Hirncoach-Kolumne
Schreiben für Gehirn und Herz
An solchen Tagen nutze ich mein Tagebuch als Stromableiter für Hirnaktivitäten aller Art. Sehr schnell werden meine Gedanken dadurch klarer und das Rauschen des Alltags verschwindet. Dazu atme ich bewusst aus und erlebe die Entspannung sowohl mental als auch körperlich.
In meinem Tagebuch versuche ich regelmässig die Frage, was mir heute wichtig war, zu beantworten. Dadurch habe ich weniger Angst, dass mir die Zeit zwischen den Fingern zerrinnt und erlebe, wie mich das Zurückschauen dankbar und zufrieden stimmt.
Meine subjektiv erlebten Effekte von Tagebuchschreiben sind weder neu noch überraschend: Die Wissenschaft sieht es inzwischen als nachgewiesene Tatsache, dass Menschen, die ihre Gedanken und Gefühle regelmässig aufschreiben, ein gesünderes und glücklicheres Leben führen.
Die Schlussfolgerungen vieler wissenschaftlicher Studien gehen sogar so weit, dass sie das Tagebuchschreiben als eine der mächtigsten Gewohnheiten definieren, die wir – vergleichbar mit regelmässigem Betreiben von sportlichen Aktivitäten – in unseren Alltag integrieren können.
Falls diese Gewohnheit noch nicht – oder nicht mehr – Teil Ihres Alltags ist, möchte ich hier einige der nachgewiesenen Effekte kurz zusammenfassen, in der Hoffnung, dass ich Sie damit ermutigen kann.
Allem voran steht der Effekt des gestärkten Erinnerungsvermögens. Wenn wir uns an mehr Lebensereignisse erinnern können, trägt dies zum Ausbau unseres autobiographischen Wissens bei. Dies formt einerseits unsere Identität und dient andererseits als Basis für alles andere Wissen, das wir uns aneignen.
Das Aufschreiben von Erlebtem ist somit eine der besten Anti-Demenz-Prophylaxe: Nur starke Verbindungen zu wichtigen autobiografischen Gedächtnisinhalten schaffen eine solide Grundlage für unser Wissen und Können, und damit auch für das Lernen von Neuem.
Weiterhin zeigen Studien, dass expressives Schreiben, das heisst das Aufschreiben von Erlebnissen und Gefühlen, die Sprachkompetenz fördern und uns helfen, dass wir uns auch mündlich gut ausdrücken können. Damit verbunden fördert Tagebuchschreiben allgemeine intellektuelle Fähigkeiten, Kreativität und Problemlösungskompetenz.
Genauso stark wie die kognitiven Effekte ist zudem die Wirkung auf den Körper: Tagebuchschreiben stärkt unser Immunsystem.
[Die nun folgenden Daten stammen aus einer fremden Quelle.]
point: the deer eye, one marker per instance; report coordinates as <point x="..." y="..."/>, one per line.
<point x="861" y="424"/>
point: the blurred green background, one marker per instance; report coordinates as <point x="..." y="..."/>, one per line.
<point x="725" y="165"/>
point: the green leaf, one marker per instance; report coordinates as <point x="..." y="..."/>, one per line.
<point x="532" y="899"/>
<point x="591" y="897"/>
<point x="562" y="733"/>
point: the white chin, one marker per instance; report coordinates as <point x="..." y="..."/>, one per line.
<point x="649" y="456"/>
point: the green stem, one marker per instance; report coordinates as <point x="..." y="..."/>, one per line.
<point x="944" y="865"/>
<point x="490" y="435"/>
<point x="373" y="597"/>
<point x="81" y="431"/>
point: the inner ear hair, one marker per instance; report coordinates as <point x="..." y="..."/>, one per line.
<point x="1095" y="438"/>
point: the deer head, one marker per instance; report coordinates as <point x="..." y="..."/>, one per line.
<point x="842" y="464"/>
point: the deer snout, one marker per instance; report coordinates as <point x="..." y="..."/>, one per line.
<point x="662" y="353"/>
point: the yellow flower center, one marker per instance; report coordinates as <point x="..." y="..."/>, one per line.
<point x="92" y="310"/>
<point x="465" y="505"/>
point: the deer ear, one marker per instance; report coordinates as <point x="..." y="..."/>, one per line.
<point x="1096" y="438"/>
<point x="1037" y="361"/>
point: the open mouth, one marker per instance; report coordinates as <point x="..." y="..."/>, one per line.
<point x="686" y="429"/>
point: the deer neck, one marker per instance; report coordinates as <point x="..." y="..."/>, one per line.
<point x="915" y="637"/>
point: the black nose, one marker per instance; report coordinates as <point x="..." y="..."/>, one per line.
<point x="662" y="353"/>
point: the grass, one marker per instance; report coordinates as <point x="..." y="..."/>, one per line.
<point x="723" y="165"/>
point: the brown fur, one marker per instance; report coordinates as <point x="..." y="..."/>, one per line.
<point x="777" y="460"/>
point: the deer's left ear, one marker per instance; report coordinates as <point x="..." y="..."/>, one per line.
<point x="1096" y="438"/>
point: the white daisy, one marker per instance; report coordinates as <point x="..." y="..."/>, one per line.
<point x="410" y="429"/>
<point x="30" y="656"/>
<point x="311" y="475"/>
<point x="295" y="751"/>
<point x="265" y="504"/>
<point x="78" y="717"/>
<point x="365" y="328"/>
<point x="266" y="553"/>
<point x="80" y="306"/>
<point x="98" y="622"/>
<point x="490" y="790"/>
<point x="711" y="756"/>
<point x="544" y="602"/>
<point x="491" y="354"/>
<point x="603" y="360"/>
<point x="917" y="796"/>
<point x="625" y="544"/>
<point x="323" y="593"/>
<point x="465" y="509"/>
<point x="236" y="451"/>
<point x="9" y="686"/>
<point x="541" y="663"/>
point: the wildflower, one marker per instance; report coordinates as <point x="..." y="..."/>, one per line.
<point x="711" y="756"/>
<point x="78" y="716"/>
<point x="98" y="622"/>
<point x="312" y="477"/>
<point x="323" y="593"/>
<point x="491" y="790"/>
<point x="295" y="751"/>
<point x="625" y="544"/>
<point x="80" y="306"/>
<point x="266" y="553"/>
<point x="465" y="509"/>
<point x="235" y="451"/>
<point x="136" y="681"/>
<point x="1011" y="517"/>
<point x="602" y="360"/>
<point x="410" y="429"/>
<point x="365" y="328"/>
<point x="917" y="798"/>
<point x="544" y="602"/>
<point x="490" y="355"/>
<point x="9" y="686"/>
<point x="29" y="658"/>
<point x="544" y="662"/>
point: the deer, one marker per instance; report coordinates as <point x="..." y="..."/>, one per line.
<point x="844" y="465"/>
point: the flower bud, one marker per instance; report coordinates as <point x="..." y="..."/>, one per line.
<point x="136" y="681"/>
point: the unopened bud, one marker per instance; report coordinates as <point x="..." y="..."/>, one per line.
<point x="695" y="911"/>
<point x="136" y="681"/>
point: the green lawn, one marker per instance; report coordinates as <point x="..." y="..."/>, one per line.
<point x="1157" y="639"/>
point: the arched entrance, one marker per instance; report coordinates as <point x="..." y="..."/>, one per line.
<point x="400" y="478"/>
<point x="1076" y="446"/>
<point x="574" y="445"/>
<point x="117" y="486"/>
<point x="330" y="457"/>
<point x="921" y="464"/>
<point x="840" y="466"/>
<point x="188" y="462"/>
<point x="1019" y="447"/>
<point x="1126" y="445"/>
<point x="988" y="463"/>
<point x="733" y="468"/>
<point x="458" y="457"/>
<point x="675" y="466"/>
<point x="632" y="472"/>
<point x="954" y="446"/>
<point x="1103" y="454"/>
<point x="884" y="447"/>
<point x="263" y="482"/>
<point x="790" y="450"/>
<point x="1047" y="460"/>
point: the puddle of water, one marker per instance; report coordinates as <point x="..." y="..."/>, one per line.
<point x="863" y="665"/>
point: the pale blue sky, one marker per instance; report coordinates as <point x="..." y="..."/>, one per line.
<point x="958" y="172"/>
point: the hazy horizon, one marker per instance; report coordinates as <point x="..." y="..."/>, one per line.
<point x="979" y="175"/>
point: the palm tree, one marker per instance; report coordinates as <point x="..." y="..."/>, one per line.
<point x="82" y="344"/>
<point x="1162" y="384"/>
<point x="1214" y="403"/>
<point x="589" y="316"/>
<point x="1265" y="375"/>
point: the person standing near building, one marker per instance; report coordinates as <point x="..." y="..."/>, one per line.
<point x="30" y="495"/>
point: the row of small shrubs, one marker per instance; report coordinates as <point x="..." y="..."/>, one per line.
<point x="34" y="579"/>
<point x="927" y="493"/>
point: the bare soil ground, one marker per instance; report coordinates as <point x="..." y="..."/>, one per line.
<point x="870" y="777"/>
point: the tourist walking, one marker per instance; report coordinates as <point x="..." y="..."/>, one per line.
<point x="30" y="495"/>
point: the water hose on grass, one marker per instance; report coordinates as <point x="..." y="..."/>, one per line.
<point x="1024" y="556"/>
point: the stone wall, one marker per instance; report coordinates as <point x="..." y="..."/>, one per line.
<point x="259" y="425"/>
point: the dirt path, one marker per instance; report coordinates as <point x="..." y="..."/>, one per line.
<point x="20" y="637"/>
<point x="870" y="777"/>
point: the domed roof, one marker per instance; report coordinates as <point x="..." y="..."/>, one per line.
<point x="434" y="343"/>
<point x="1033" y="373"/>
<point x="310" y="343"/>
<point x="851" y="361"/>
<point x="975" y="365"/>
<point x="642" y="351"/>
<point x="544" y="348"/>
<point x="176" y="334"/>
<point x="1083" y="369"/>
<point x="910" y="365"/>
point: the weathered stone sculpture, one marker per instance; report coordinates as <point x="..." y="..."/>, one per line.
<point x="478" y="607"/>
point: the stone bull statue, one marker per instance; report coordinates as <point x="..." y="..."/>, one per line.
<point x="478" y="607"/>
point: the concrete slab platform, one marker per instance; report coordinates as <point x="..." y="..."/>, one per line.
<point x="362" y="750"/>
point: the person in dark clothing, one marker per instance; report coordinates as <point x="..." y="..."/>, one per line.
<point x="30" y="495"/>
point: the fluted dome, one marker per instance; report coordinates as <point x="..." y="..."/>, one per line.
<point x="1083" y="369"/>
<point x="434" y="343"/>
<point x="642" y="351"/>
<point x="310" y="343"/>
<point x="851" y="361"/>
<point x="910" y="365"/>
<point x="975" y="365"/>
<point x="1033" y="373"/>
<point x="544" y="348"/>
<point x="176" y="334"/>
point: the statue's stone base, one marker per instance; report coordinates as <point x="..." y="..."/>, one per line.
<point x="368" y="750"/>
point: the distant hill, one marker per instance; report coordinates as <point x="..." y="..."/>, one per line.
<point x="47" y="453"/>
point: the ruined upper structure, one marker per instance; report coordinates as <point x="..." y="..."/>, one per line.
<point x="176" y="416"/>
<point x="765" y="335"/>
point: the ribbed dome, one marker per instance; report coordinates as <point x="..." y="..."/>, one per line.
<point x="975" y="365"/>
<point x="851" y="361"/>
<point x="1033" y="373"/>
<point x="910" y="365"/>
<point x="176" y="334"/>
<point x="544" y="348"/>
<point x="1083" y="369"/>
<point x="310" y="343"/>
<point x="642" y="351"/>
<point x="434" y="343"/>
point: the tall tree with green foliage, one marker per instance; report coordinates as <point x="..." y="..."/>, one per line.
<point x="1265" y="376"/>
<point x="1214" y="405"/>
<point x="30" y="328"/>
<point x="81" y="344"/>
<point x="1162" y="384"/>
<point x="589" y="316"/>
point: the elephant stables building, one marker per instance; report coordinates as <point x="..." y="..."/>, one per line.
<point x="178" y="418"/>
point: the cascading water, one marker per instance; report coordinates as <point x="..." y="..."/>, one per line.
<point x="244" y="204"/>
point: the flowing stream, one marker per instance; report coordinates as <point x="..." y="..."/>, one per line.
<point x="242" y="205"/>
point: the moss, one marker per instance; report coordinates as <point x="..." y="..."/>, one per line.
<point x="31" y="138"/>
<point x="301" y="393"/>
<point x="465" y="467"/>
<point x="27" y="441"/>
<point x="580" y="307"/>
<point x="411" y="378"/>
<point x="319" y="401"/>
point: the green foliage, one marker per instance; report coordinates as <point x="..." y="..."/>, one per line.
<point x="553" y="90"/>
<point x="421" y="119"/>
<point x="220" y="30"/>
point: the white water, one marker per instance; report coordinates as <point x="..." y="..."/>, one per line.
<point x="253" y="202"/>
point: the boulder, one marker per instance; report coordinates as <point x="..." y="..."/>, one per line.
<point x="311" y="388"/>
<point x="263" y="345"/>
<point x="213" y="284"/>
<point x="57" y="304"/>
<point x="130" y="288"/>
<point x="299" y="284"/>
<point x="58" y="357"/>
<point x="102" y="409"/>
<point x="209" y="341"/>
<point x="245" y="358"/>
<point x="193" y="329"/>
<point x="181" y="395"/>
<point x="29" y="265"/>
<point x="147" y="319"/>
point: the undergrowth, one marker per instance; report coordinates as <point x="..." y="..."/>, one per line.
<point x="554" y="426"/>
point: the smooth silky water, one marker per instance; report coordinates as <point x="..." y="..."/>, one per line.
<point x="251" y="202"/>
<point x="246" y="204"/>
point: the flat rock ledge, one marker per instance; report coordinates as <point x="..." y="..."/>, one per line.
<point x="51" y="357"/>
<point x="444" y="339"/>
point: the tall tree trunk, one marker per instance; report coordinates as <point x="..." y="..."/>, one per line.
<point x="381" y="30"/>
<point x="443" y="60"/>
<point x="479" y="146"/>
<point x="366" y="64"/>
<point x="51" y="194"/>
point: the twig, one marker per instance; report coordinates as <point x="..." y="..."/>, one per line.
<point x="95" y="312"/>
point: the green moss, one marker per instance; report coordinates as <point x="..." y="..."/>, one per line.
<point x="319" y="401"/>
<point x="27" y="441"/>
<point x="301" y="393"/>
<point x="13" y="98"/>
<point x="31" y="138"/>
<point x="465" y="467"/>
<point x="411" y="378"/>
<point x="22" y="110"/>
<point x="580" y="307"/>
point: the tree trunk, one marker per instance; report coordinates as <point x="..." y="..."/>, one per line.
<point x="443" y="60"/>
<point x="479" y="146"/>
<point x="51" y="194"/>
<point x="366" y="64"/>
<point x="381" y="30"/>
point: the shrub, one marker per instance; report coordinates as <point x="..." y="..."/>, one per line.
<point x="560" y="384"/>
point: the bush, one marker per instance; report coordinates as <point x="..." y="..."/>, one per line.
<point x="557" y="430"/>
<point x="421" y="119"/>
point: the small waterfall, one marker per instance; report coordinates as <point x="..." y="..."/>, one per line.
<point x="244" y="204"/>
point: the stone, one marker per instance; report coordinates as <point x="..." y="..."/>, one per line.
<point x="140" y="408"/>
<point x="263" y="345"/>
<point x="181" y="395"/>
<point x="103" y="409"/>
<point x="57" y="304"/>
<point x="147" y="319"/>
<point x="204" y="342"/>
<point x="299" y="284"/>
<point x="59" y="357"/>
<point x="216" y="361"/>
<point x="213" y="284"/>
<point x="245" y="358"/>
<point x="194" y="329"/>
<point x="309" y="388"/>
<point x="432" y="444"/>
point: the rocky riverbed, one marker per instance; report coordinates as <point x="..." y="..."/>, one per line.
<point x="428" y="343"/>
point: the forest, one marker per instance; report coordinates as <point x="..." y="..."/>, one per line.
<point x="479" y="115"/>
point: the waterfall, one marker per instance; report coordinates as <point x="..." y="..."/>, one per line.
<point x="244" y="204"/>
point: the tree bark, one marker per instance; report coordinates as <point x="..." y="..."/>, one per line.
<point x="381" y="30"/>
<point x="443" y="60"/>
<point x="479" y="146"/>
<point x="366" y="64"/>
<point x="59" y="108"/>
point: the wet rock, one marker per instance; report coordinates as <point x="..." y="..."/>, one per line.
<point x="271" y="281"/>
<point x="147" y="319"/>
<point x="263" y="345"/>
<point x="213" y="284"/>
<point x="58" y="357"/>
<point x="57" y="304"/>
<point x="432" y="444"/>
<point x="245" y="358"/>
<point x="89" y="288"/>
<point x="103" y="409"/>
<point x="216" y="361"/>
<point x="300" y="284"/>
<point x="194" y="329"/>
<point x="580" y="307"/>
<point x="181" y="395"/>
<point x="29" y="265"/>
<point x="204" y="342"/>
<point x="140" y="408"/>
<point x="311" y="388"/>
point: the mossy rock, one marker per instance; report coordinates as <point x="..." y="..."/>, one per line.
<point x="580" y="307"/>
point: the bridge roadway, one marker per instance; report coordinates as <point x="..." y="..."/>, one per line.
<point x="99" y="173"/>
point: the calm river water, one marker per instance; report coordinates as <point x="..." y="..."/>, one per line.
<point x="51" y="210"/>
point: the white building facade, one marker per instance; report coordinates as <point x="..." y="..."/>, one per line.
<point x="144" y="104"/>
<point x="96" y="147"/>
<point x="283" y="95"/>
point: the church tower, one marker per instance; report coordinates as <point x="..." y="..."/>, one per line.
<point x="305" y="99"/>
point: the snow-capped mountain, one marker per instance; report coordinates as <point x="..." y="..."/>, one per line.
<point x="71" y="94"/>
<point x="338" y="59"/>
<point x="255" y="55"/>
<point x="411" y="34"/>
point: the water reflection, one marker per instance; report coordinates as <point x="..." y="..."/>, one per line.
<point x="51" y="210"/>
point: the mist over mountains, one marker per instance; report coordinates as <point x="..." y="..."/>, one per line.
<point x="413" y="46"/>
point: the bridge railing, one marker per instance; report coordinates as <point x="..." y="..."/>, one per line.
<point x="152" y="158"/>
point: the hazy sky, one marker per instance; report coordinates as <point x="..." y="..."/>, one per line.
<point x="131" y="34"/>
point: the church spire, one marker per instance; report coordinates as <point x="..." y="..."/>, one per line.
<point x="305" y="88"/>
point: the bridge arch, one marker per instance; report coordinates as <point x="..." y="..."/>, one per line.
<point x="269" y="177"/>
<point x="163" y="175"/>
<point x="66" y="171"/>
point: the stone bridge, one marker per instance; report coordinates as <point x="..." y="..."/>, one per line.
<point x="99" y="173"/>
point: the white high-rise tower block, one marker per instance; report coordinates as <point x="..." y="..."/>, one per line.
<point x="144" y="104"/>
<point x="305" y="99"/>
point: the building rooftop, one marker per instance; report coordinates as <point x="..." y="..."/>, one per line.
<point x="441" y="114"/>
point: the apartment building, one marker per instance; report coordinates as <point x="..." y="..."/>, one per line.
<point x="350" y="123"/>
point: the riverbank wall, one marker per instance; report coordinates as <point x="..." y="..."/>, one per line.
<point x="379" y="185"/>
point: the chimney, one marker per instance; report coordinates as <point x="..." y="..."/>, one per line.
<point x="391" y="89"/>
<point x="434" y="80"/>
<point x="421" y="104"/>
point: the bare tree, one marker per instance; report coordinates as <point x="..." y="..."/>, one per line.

So können auch negative Erlebnisse durch Schreiben verarbeitet und unsere Gesundheit damit geschützt werden, weil uns die Erlebnisse weniger belasten.
Fallstudien zeigen eindrücklich, dass auch körperliche Erkrankungen (z.B. Asthma) durch expressives Schreiben gelindert werden können.
Eine speziell positive Wirkung hat das Aufschreiben von Dingen, für die wir dankbar sind. Es reduziert unseren Stresslevel und verbessert unsere Schlafqualität. In der positiven Psychologie wird das Dankbarkeits-Tagebuch als das Glücks-Werkzeug schlechthin gefeiert: Menschen, die regelmässig Erlebtes und Dankbarkeit schriftlich festhalten, sind zufriedener mit ihrem Leben.
Und wer zufrieden mit dem eigenen Leben ist, behandelt andere Menschen besser. So erstaunt es nicht, dass Studien eine Wirkung von Tagebuchschreiben auf soziales Verhalten sowie auf bessere Beziehungen zeigen konnten.
Kurzum, vom Tagebuchschreiben profitiert unser ganzes Dasein. Sollten Sie jetzt trotzdem einwenden, dass Sie im hektischen Alltag zu wenig Zeit dafür finden, kann ich Sie beruhigen: Wir Wissenschafterinnen und Wissenschafter empfehlen 15 Minuten (Dankbarkeits-) Tagebuch vor dem Einschlafen.
Ich bin davon überzeugt, dass wir alle täglich diese freie Viertelstunde finden können und sie gut investierte Zeit ist – weil dankbares Zurückschauen uns zu zuversichtlichem Vorausschauen verhilft.